Sasha - Es ist wirklich schwer, Pläne zu machen. Alles kann sich in ein paar Tagen ändern. Ich genieße es einfach, wieder mit kreativen Menschen zu arbeiten und hoffentlich an mehr Aktivismusprojekten teilzunehmen.

Sonia - Ich denke, viele von uns haben letztes Jahr gelernt, dass es wichtig ist, darauf vorbereitet zu sein, dass alle Pläne nicht funktionieren, dass man hoffnungsvoll ist, aber auch auf eine schnelle Veränderung vorbereitet. Ich bin also offen dafür, wohin mich dieses Jahr führt.

Welche anderen Interessen hast du neben dem Modeln?
Sasha - Ich bin ein großer Film- und Fotografie-Fan. Es ist ein Traum von mir, an einem Filmset zu sein und eines Tages hoffentlich selbst an einer Filmproduktion als DP oder Regisseur oder vielleicht sogar als Schauspieler zu arbeiten. Im Moment konzentriere ich mich hauptsächlich auf meine Fotografie und hatte dieses Jahr zum ersten Mal eine Veröffentlichung meiner Arbeiten im Druck.

Sonia - Ich bin Filmemacherin, das ist schon seit der Mittelschule eine Leidenschaft von mir. Ich kann stundenlang über Film sprechen. Ich könnte mir vorstellen, meinen Aktivismus in den Film einzubringen, weil es einfach eine andere Art wäre, über die Dinge zu sprechen, die mich interessieren.

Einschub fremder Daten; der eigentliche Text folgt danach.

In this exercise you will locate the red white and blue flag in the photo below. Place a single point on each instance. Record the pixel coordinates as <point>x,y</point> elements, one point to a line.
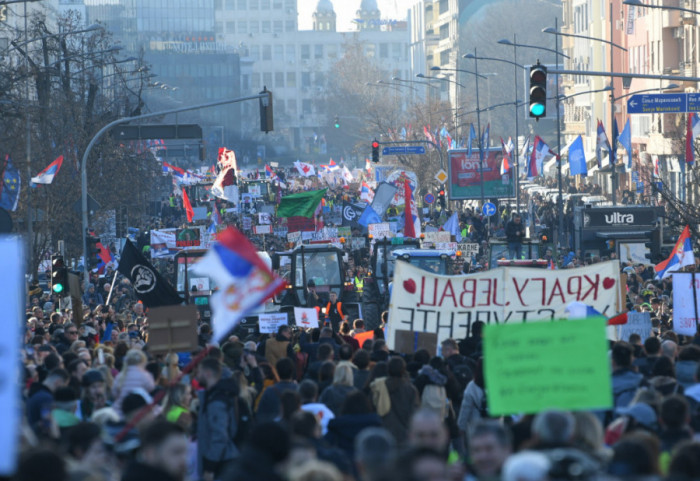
<point>245,280</point>
<point>681,256</point>
<point>46,176</point>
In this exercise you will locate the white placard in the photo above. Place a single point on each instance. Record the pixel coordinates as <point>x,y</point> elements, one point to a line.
<point>11,298</point>
<point>637,323</point>
<point>306,317</point>
<point>269,323</point>
<point>684,319</point>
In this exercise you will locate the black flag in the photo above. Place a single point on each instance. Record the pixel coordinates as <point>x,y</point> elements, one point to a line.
<point>351,214</point>
<point>150,287</point>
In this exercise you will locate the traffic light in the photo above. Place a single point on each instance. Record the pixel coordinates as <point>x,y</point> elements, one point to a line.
<point>538,91</point>
<point>654,247</point>
<point>93,251</point>
<point>59,275</point>
<point>266,119</point>
<point>375,151</point>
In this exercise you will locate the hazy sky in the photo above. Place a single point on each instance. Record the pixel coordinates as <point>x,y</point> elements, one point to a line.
<point>345,11</point>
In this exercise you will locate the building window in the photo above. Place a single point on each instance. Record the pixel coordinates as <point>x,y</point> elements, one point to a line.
<point>306,106</point>
<point>291,53</point>
<point>383,50</point>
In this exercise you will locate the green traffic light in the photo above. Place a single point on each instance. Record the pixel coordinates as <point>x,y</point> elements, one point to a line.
<point>537,109</point>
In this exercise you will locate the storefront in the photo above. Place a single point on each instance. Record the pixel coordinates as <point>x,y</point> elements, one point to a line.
<point>600,231</point>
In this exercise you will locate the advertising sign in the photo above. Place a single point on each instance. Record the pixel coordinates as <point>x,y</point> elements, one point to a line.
<point>465,177</point>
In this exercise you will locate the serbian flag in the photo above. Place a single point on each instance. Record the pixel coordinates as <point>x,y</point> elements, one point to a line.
<point>171,168</point>
<point>366,193</point>
<point>187,205</point>
<point>46,176</point>
<point>411,220</point>
<point>692,131</point>
<point>505,165</point>
<point>245,282</point>
<point>681,256</point>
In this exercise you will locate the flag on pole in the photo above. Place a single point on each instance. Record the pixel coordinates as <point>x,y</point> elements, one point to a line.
<point>625,140</point>
<point>150,287</point>
<point>472,134</point>
<point>452,226</point>
<point>46,176</point>
<point>10,187</point>
<point>681,256</point>
<point>602,144</point>
<point>244,280</point>
<point>577,158</point>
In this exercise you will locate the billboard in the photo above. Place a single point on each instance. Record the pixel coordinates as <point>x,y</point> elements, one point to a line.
<point>464,176</point>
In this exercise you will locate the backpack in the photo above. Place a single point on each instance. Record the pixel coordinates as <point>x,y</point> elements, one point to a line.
<point>434,397</point>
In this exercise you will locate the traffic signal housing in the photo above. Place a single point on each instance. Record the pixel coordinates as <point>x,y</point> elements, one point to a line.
<point>266,118</point>
<point>93,251</point>
<point>538,91</point>
<point>375,151</point>
<point>59,275</point>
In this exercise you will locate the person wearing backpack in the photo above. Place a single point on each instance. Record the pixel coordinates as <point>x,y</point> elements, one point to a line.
<point>217,423</point>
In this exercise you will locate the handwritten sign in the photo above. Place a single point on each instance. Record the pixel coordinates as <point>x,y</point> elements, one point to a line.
<point>529,368</point>
<point>637,323</point>
<point>306,317</point>
<point>380,231</point>
<point>448,305</point>
<point>270,323</point>
<point>685,297</point>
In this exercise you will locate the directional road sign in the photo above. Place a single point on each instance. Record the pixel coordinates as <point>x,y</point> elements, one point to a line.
<point>657,104</point>
<point>403,150</point>
<point>488,209</point>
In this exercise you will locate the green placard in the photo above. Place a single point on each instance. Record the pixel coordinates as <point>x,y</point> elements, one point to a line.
<point>532,367</point>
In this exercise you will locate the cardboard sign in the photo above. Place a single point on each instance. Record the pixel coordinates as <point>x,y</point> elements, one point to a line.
<point>410,342</point>
<point>270,323</point>
<point>380,231</point>
<point>637,323</point>
<point>529,368</point>
<point>172,329</point>
<point>685,298</point>
<point>12,296</point>
<point>306,317</point>
<point>448,305</point>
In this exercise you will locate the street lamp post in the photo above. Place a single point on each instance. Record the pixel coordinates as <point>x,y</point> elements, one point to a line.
<point>516,66</point>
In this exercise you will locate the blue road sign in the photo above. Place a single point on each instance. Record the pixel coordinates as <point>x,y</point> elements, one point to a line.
<point>657,104</point>
<point>403,150</point>
<point>488,209</point>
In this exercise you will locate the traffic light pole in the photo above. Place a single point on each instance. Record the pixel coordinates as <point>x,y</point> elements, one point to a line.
<point>105,129</point>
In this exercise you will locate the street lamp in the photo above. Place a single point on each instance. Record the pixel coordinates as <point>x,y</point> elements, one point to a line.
<point>516,65</point>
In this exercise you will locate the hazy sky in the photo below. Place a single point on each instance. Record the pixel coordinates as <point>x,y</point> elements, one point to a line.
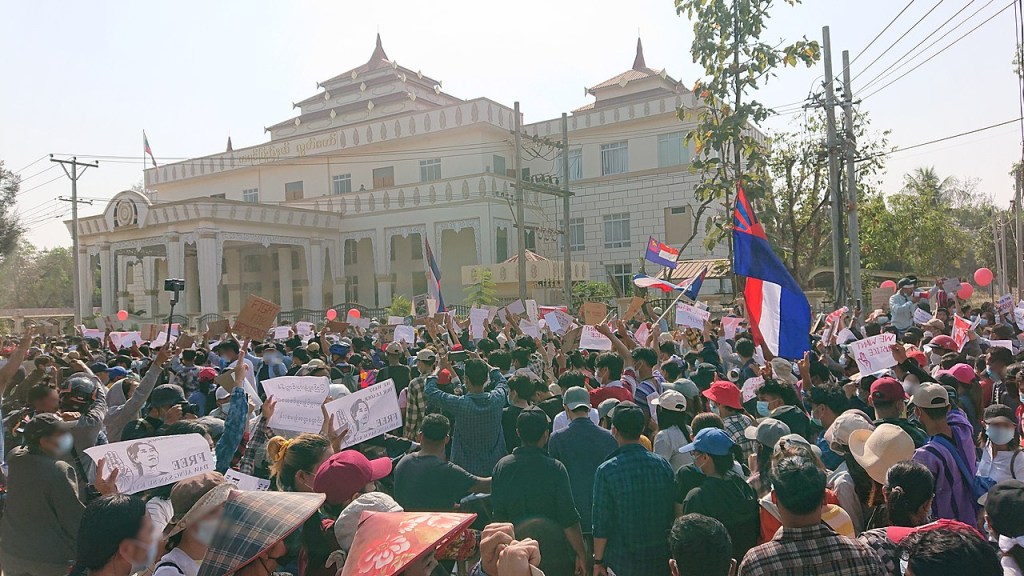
<point>87,77</point>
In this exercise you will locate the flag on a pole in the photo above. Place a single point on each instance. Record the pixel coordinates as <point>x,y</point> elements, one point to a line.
<point>779,313</point>
<point>434,279</point>
<point>147,150</point>
<point>662,254</point>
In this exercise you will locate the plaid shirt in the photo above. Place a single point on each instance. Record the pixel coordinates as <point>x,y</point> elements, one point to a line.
<point>816,549</point>
<point>478,442</point>
<point>634,492</point>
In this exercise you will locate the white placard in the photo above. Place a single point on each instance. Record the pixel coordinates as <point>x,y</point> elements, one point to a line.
<point>590,338</point>
<point>298,402</point>
<point>921,317</point>
<point>730,325</point>
<point>690,317</point>
<point>246,482</point>
<point>152,462</point>
<point>367,413</point>
<point>873,354</point>
<point>406,333</point>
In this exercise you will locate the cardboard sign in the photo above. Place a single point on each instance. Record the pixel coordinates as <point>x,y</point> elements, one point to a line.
<point>590,338</point>
<point>298,402</point>
<point>256,318</point>
<point>151,462</point>
<point>246,482</point>
<point>367,413</point>
<point>690,317</point>
<point>593,313</point>
<point>961,330</point>
<point>921,317</point>
<point>873,354</point>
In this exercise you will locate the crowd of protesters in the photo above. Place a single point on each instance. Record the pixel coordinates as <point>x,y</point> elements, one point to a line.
<point>691,452</point>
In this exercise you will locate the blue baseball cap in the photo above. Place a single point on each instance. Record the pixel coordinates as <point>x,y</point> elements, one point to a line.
<point>710,441</point>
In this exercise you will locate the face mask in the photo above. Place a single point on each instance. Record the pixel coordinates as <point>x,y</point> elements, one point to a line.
<point>999,435</point>
<point>205,531</point>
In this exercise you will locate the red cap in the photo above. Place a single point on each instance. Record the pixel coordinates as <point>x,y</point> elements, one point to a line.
<point>887,389</point>
<point>344,475</point>
<point>725,394</point>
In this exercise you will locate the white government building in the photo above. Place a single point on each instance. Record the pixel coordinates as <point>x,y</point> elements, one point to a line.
<point>338,205</point>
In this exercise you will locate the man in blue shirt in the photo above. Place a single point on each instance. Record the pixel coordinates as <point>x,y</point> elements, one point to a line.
<point>633,503</point>
<point>478,442</point>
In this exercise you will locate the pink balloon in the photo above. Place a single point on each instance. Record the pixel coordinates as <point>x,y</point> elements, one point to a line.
<point>983,277</point>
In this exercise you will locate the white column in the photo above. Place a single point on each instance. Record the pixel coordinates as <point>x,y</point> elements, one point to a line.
<point>85,282</point>
<point>107,287</point>
<point>206,247</point>
<point>286,279</point>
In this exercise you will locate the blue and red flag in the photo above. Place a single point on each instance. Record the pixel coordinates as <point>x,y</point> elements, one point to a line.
<point>662,254</point>
<point>779,313</point>
<point>434,279</point>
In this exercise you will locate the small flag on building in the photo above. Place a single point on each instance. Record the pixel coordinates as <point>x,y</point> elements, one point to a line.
<point>434,279</point>
<point>147,150</point>
<point>660,253</point>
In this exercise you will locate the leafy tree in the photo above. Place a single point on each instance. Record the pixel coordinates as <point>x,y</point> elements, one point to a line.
<point>727,44</point>
<point>10,227</point>
<point>483,291</point>
<point>400,305</point>
<point>591,291</point>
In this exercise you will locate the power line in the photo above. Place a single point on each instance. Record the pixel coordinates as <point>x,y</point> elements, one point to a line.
<point>953,43</point>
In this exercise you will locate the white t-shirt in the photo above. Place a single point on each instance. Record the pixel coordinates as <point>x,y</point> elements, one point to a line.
<point>998,469</point>
<point>562,420</point>
<point>188,566</point>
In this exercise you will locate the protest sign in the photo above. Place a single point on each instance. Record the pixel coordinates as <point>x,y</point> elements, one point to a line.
<point>298,402</point>
<point>152,462</point>
<point>873,354</point>
<point>921,317</point>
<point>590,338</point>
<point>730,325</point>
<point>690,317</point>
<point>246,482</point>
<point>256,318</point>
<point>593,313</point>
<point>367,413</point>
<point>960,331</point>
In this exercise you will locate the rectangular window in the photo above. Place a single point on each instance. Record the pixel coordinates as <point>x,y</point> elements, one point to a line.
<point>672,150</point>
<point>341,183</point>
<point>616,231</point>
<point>622,275</point>
<point>614,158</point>
<point>293,191</point>
<point>384,177</point>
<point>430,170</point>
<point>351,252</point>
<point>252,262</point>
<point>499,165</point>
<point>576,235</point>
<point>576,164</point>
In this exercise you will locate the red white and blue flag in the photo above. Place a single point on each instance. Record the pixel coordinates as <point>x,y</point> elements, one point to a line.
<point>779,313</point>
<point>434,279</point>
<point>662,254</point>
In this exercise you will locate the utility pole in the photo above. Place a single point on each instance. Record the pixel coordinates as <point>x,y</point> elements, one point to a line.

Mit welchen Designern würden Sie gerne zusammenarbeiten, mit denen Sie es noch nicht getan haben?
Sasha - Ich bin ein großer Fan von Miuccia Prada und allem, was sie sowohl für Prada als auch für Miu Miu macht. Außerdem bin ich sehr erstaunt darüber, wie Casey Cadwallader und Julien Dossena es geschafft haben, die ikonischen Modehäuser Mugler bzw. Paco Rabanne neu zu erfinden. Das sind einige große Shows, die auf meiner Bucket List stehen und für die ich mich geehrt fühlen würde.

Sonia - Ein großer Traum von mir ist es, für Vivienne Westwood zu arbeiten, die Öko-Punk-Königin der Mode. Sie selbst und ihre Marke sind eine große Quelle der Inspiration für mich.